Abstract

There are five major types of idiopathic inflammatory myopathies: dermatomyositis (DM), polymyositis (PM), inclusion body myositis (IBM), autoimmune necrotizing myopathy (AINM) and inflammatory myopathies associated with connective tissue diseases (overlap myositis). DM, PM and AINM are characterized by subacute, proximal and symmetrical weakness and respond to corticoids and immunosuppressants. Cutaneous involvement is specific for DM. IBM manifests by late onset, selective muscle weakness with early distal involvement and is unresponsive to immunosuppressants. PM is the rarest of these conditions. Histological features characterize each entity: perivascular inflammation, microangiopathy with reduced capillary density, ischemia, and perifascicular atrophy for DM; endomysial inflammation with invasion of non-necrotic fibers and diffuse expression of major histocompatibility complex class I antigens for PM; rimmed vacuoles in IBM coexisting with immunological features similar to PM; and necrosis is the prominent feature of AINM, without inflammation but associated with microangiopathy.
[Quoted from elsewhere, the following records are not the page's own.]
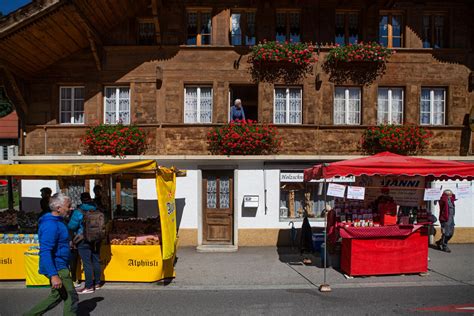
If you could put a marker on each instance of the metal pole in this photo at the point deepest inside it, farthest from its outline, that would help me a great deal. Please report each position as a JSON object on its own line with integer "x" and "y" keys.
{"x": 325, "y": 287}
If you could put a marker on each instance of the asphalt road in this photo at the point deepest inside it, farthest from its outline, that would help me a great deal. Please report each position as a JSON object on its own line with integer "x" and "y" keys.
{"x": 341, "y": 301}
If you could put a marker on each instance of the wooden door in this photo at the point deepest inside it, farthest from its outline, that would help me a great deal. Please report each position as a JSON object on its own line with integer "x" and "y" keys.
{"x": 218, "y": 210}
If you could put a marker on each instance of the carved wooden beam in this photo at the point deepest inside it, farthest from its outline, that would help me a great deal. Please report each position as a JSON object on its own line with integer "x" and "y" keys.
{"x": 156, "y": 5}
{"x": 14, "y": 91}
{"x": 92, "y": 34}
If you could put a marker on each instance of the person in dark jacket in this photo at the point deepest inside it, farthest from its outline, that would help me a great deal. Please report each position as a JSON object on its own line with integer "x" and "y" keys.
{"x": 88, "y": 251}
{"x": 446, "y": 218}
{"x": 54, "y": 257}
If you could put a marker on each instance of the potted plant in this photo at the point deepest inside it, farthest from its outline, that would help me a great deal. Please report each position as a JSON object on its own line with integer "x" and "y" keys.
{"x": 244, "y": 137}
{"x": 399, "y": 139}
{"x": 115, "y": 140}
{"x": 367, "y": 52}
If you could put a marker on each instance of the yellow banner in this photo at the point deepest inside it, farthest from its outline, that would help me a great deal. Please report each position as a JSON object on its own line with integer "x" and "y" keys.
{"x": 12, "y": 261}
{"x": 166, "y": 189}
{"x": 133, "y": 264}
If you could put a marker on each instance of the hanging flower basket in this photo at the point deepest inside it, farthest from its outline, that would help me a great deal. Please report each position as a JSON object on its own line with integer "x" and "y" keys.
{"x": 298, "y": 54}
{"x": 360, "y": 52}
{"x": 115, "y": 140}
{"x": 273, "y": 61}
{"x": 399, "y": 139}
{"x": 244, "y": 138}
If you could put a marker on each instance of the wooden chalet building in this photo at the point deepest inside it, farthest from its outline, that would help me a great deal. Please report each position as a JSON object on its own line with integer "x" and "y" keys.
{"x": 175, "y": 67}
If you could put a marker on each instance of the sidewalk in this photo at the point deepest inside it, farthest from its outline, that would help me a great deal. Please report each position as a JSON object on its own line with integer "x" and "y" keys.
{"x": 271, "y": 267}
{"x": 281, "y": 268}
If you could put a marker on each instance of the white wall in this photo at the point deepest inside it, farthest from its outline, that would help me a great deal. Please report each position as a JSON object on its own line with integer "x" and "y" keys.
{"x": 464, "y": 207}
{"x": 251, "y": 182}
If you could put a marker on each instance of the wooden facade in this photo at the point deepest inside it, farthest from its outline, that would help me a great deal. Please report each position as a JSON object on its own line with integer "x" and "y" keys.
{"x": 51, "y": 44}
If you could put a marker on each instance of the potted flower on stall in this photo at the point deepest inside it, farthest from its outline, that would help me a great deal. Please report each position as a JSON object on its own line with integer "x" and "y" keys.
{"x": 399, "y": 139}
{"x": 272, "y": 60}
{"x": 244, "y": 137}
{"x": 115, "y": 140}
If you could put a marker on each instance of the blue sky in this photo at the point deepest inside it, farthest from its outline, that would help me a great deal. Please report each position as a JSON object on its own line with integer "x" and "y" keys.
{"x": 7, "y": 6}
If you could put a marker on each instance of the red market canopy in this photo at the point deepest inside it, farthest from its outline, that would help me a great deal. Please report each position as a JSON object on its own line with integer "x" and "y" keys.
{"x": 388, "y": 164}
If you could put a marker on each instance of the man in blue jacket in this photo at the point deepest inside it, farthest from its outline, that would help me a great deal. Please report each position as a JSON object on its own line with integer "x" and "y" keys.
{"x": 54, "y": 257}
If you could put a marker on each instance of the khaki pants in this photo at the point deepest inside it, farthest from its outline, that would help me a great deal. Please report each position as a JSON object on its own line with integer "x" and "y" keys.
{"x": 66, "y": 293}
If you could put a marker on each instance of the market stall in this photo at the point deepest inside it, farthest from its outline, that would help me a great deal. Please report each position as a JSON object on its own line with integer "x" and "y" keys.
{"x": 143, "y": 254}
{"x": 382, "y": 236}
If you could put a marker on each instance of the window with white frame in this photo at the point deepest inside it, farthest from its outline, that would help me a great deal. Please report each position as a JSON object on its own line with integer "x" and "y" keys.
{"x": 390, "y": 106}
{"x": 433, "y": 106}
{"x": 287, "y": 106}
{"x": 117, "y": 105}
{"x": 347, "y": 106}
{"x": 197, "y": 104}
{"x": 71, "y": 103}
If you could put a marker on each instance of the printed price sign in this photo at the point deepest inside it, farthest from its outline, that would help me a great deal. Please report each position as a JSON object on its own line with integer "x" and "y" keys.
{"x": 432, "y": 194}
{"x": 336, "y": 190}
{"x": 463, "y": 191}
{"x": 355, "y": 193}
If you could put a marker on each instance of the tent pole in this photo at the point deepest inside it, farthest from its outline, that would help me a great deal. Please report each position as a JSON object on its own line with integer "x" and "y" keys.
{"x": 325, "y": 287}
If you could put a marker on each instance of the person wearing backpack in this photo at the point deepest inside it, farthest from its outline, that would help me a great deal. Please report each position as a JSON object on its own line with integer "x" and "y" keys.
{"x": 88, "y": 225}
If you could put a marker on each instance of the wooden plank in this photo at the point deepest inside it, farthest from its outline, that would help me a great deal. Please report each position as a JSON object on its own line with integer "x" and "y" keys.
{"x": 45, "y": 28}
{"x": 156, "y": 6}
{"x": 64, "y": 22}
{"x": 14, "y": 91}
{"x": 43, "y": 39}
{"x": 25, "y": 48}
{"x": 17, "y": 57}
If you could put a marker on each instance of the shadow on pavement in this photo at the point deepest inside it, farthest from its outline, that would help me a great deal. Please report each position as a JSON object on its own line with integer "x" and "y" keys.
{"x": 87, "y": 306}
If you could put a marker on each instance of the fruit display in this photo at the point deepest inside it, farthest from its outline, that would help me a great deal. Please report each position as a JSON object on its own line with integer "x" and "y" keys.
{"x": 135, "y": 231}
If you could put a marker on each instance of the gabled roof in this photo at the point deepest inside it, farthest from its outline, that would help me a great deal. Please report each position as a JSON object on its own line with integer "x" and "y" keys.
{"x": 45, "y": 31}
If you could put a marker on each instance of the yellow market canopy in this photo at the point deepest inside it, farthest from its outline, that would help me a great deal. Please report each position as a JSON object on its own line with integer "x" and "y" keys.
{"x": 165, "y": 186}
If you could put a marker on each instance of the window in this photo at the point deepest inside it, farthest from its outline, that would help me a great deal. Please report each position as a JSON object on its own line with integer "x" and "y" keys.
{"x": 199, "y": 27}
{"x": 391, "y": 30}
{"x": 288, "y": 26}
{"x": 434, "y": 31}
{"x": 390, "y": 106}
{"x": 117, "y": 105}
{"x": 347, "y": 106}
{"x": 146, "y": 32}
{"x": 347, "y": 28}
{"x": 242, "y": 28}
{"x": 71, "y": 103}
{"x": 197, "y": 104}
{"x": 433, "y": 105}
{"x": 287, "y": 106}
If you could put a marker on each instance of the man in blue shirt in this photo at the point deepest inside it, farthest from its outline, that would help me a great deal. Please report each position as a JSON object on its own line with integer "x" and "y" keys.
{"x": 54, "y": 257}
{"x": 237, "y": 111}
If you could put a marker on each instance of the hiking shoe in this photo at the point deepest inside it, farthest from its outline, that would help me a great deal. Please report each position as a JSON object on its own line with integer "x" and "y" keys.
{"x": 85, "y": 290}
{"x": 100, "y": 285}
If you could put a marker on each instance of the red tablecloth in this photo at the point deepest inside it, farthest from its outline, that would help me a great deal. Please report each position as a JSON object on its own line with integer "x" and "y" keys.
{"x": 376, "y": 232}
{"x": 389, "y": 254}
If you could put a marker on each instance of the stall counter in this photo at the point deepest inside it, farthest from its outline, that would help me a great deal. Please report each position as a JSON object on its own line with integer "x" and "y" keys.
{"x": 384, "y": 250}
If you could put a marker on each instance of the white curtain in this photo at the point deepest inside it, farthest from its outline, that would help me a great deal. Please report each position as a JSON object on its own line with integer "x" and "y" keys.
{"x": 295, "y": 106}
{"x": 280, "y": 106}
{"x": 339, "y": 105}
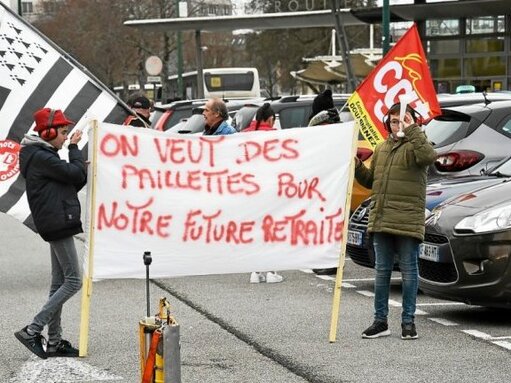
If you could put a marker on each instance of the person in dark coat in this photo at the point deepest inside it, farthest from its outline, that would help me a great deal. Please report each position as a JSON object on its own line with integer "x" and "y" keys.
{"x": 141, "y": 105}
{"x": 52, "y": 186}
{"x": 324, "y": 112}
{"x": 397, "y": 179}
{"x": 264, "y": 120}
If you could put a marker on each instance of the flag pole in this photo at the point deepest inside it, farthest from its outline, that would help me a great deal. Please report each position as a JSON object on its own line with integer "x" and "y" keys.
{"x": 88, "y": 270}
{"x": 336, "y": 303}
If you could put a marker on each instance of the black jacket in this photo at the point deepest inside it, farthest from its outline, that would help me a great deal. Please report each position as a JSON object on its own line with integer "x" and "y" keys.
{"x": 52, "y": 186}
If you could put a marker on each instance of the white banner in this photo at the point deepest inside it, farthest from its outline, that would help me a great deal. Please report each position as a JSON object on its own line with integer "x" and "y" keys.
{"x": 255, "y": 201}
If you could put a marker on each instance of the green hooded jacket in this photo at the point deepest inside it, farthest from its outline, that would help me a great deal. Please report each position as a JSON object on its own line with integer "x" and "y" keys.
{"x": 397, "y": 177}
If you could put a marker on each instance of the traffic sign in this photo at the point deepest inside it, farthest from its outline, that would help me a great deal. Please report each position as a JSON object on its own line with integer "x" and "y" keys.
{"x": 153, "y": 78}
{"x": 153, "y": 66}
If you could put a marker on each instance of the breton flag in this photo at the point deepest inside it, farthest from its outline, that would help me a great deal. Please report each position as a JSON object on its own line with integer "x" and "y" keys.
{"x": 403, "y": 71}
{"x": 35, "y": 73}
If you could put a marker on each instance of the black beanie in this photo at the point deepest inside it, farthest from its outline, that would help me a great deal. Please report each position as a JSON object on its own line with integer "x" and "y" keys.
{"x": 323, "y": 101}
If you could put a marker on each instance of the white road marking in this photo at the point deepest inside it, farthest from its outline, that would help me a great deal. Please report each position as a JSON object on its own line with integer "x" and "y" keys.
{"x": 503, "y": 343}
{"x": 444, "y": 322}
{"x": 441, "y": 304}
{"x": 477, "y": 334}
{"x": 67, "y": 370}
{"x": 326, "y": 277}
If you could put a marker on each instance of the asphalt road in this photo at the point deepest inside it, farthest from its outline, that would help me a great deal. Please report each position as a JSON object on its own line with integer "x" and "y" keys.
{"x": 233, "y": 331}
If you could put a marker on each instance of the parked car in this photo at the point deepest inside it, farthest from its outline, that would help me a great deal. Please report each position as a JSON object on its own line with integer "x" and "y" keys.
{"x": 294, "y": 111}
{"x": 466, "y": 255}
{"x": 470, "y": 138}
{"x": 166, "y": 116}
{"x": 195, "y": 123}
{"x": 358, "y": 244}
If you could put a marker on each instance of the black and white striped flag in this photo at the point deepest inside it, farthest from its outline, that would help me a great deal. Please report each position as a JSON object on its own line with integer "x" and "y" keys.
{"x": 35, "y": 73}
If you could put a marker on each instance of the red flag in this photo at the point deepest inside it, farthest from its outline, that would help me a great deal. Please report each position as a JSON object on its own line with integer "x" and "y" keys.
{"x": 403, "y": 71}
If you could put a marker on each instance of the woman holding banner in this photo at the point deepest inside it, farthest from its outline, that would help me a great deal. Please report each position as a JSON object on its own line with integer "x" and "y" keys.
{"x": 52, "y": 186}
{"x": 264, "y": 120}
{"x": 397, "y": 177}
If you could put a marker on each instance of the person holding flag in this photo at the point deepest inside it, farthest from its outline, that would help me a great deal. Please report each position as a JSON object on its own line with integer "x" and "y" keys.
{"x": 397, "y": 177}
{"x": 52, "y": 186}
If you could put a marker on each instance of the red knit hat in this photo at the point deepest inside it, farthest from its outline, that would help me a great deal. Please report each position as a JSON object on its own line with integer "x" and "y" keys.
{"x": 46, "y": 118}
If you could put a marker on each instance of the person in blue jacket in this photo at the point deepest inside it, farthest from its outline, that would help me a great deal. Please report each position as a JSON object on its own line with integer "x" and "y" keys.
{"x": 52, "y": 186}
{"x": 216, "y": 115}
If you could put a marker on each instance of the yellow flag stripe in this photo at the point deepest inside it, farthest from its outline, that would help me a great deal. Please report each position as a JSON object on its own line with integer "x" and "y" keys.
{"x": 365, "y": 123}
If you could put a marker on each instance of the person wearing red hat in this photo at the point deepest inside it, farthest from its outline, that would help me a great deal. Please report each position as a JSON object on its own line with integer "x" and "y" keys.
{"x": 52, "y": 186}
{"x": 141, "y": 105}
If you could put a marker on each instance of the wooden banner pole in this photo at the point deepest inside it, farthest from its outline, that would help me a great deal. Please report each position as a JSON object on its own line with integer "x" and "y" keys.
{"x": 336, "y": 304}
{"x": 88, "y": 270}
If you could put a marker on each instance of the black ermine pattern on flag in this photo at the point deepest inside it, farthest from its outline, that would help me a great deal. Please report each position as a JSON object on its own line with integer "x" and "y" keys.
{"x": 36, "y": 73}
{"x": 42, "y": 93}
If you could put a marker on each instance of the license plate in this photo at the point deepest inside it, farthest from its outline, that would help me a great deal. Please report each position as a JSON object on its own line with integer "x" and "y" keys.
{"x": 429, "y": 252}
{"x": 354, "y": 237}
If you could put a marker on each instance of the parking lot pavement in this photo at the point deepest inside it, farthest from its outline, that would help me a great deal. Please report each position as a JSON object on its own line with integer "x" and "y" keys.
{"x": 233, "y": 331}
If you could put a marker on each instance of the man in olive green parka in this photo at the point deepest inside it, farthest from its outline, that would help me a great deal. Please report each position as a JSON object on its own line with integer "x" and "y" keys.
{"x": 397, "y": 177}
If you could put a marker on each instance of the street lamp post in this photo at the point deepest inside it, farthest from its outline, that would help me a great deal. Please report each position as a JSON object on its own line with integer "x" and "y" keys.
{"x": 179, "y": 58}
{"x": 385, "y": 26}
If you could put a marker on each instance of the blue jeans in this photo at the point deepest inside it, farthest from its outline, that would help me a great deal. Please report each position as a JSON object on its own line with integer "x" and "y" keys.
{"x": 406, "y": 249}
{"x": 66, "y": 281}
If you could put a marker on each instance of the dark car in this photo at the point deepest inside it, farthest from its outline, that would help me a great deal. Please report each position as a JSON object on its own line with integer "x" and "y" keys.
{"x": 195, "y": 123}
{"x": 466, "y": 254}
{"x": 358, "y": 244}
{"x": 166, "y": 116}
{"x": 470, "y": 138}
{"x": 291, "y": 111}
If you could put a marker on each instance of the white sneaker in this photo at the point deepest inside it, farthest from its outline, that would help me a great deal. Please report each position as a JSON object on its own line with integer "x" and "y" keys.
{"x": 256, "y": 277}
{"x": 273, "y": 277}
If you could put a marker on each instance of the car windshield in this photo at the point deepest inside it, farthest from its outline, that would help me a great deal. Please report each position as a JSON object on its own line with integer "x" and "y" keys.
{"x": 243, "y": 117}
{"x": 503, "y": 169}
{"x": 194, "y": 124}
{"x": 445, "y": 130}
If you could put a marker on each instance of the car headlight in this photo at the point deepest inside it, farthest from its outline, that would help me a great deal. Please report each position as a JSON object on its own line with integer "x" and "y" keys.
{"x": 494, "y": 219}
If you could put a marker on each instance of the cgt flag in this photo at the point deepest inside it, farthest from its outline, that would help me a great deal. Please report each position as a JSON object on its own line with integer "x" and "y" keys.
{"x": 403, "y": 71}
{"x": 35, "y": 73}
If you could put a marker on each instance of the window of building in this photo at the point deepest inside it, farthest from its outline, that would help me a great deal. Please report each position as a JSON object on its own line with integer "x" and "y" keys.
{"x": 442, "y": 27}
{"x": 443, "y": 46}
{"x": 27, "y": 7}
{"x": 486, "y": 24}
{"x": 485, "y": 66}
{"x": 484, "y": 45}
{"x": 445, "y": 68}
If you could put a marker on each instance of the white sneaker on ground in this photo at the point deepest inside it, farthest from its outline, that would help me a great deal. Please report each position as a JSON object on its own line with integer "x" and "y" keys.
{"x": 256, "y": 277}
{"x": 273, "y": 277}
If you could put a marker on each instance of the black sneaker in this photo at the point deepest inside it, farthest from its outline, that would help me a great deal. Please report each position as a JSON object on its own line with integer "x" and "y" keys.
{"x": 63, "y": 348}
{"x": 34, "y": 343}
{"x": 376, "y": 330}
{"x": 408, "y": 331}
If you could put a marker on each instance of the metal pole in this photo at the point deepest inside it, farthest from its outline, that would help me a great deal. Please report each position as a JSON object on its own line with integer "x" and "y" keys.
{"x": 179, "y": 58}
{"x": 200, "y": 74}
{"x": 345, "y": 51}
{"x": 385, "y": 25}
{"x": 147, "y": 263}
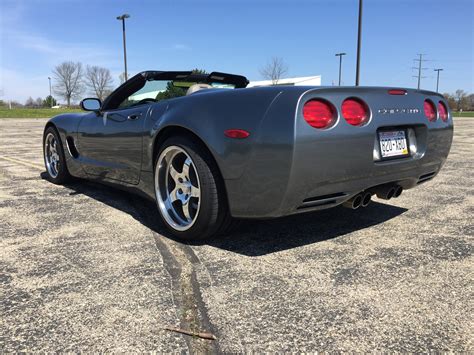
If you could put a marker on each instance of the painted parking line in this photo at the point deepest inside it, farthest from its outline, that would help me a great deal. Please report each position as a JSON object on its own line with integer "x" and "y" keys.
{"x": 23, "y": 162}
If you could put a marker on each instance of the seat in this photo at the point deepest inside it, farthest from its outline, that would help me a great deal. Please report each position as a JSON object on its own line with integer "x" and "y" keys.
{"x": 196, "y": 87}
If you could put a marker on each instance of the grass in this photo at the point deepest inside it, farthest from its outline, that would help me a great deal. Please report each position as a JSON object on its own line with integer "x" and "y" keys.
{"x": 5, "y": 112}
{"x": 463, "y": 114}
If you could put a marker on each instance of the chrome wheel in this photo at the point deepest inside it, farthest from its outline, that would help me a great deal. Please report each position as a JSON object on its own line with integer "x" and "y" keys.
{"x": 177, "y": 188}
{"x": 51, "y": 155}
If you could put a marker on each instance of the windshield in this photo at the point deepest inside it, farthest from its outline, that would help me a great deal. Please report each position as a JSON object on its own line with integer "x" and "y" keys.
{"x": 157, "y": 90}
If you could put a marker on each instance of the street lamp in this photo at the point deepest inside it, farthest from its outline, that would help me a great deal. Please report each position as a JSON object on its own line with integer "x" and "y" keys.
{"x": 437, "y": 78}
{"x": 122, "y": 18}
{"x": 359, "y": 39}
{"x": 340, "y": 65}
{"x": 50, "y": 96}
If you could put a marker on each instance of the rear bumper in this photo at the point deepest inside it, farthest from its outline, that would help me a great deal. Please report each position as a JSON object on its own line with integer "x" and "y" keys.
{"x": 318, "y": 169}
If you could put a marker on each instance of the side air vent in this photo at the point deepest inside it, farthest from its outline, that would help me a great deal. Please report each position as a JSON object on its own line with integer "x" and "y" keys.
{"x": 71, "y": 147}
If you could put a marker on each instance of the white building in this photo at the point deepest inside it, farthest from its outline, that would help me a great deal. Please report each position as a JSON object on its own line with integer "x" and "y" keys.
{"x": 298, "y": 81}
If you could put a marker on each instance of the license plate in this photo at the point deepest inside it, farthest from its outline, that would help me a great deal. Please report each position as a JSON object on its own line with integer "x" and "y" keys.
{"x": 393, "y": 144}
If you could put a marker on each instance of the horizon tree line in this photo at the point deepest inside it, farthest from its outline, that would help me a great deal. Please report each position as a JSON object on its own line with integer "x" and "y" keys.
{"x": 71, "y": 80}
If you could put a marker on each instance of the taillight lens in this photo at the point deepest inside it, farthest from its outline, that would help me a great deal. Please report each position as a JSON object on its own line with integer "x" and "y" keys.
{"x": 430, "y": 110}
{"x": 443, "y": 111}
{"x": 319, "y": 113}
{"x": 355, "y": 112}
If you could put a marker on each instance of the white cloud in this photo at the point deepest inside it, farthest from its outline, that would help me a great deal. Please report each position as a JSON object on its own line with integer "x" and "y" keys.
{"x": 53, "y": 51}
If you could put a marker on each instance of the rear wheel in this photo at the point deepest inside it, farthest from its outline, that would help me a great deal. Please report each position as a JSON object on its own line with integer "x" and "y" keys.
{"x": 189, "y": 190}
{"x": 54, "y": 158}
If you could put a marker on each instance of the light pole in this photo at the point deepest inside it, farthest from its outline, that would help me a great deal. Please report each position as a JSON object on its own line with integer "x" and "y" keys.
{"x": 359, "y": 39}
{"x": 122, "y": 18}
{"x": 340, "y": 65}
{"x": 437, "y": 78}
{"x": 50, "y": 96}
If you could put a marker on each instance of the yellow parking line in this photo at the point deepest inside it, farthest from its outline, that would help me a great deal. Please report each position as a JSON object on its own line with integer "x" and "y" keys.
{"x": 23, "y": 162}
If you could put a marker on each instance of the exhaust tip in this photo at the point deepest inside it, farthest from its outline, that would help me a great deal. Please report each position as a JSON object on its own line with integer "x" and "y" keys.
{"x": 366, "y": 199}
{"x": 390, "y": 193}
{"x": 357, "y": 202}
{"x": 398, "y": 191}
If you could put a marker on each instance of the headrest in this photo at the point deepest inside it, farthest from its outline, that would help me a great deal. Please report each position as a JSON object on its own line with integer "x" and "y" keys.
{"x": 196, "y": 87}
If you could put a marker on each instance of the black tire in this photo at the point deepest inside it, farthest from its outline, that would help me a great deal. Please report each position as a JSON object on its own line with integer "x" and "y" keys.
{"x": 62, "y": 172}
{"x": 213, "y": 218}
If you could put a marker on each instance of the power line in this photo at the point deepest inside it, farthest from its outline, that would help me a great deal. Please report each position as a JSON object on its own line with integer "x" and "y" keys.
{"x": 420, "y": 60}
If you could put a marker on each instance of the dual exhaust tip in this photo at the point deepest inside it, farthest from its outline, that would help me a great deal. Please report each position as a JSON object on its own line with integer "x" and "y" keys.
{"x": 363, "y": 199}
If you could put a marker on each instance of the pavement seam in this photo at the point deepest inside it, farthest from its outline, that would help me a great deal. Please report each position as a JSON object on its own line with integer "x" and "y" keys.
{"x": 23, "y": 162}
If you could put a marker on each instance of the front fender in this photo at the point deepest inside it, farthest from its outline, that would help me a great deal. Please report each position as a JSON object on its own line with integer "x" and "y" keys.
{"x": 208, "y": 115}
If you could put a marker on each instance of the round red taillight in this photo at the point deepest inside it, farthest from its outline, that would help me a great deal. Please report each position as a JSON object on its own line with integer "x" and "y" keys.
{"x": 443, "y": 111}
{"x": 355, "y": 112}
{"x": 319, "y": 113}
{"x": 430, "y": 110}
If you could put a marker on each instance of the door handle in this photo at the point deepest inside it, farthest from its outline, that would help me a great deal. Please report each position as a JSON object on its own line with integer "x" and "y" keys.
{"x": 134, "y": 116}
The risk of malignant disease is increased in DM and AINM. Myopathy associated with anti-synthetase antibodies is characterized by frequent interstitial lung disease, perifascicular atrophy and prominent perimysial pathology. Myopathy associated with anti-SRP antibody is a necrotizing myopathy with rapid progression and partial resistance to corticoids. Inflammatory myopathies associated with connective tissue disease (CTD) are heterogeneous, involving all four major types (PM, DM, AINM, and IBM) and including additional pathological features. This category of myopathies has not yet been adequately characterized, because classification is usually replaced by the term "overlap myositis".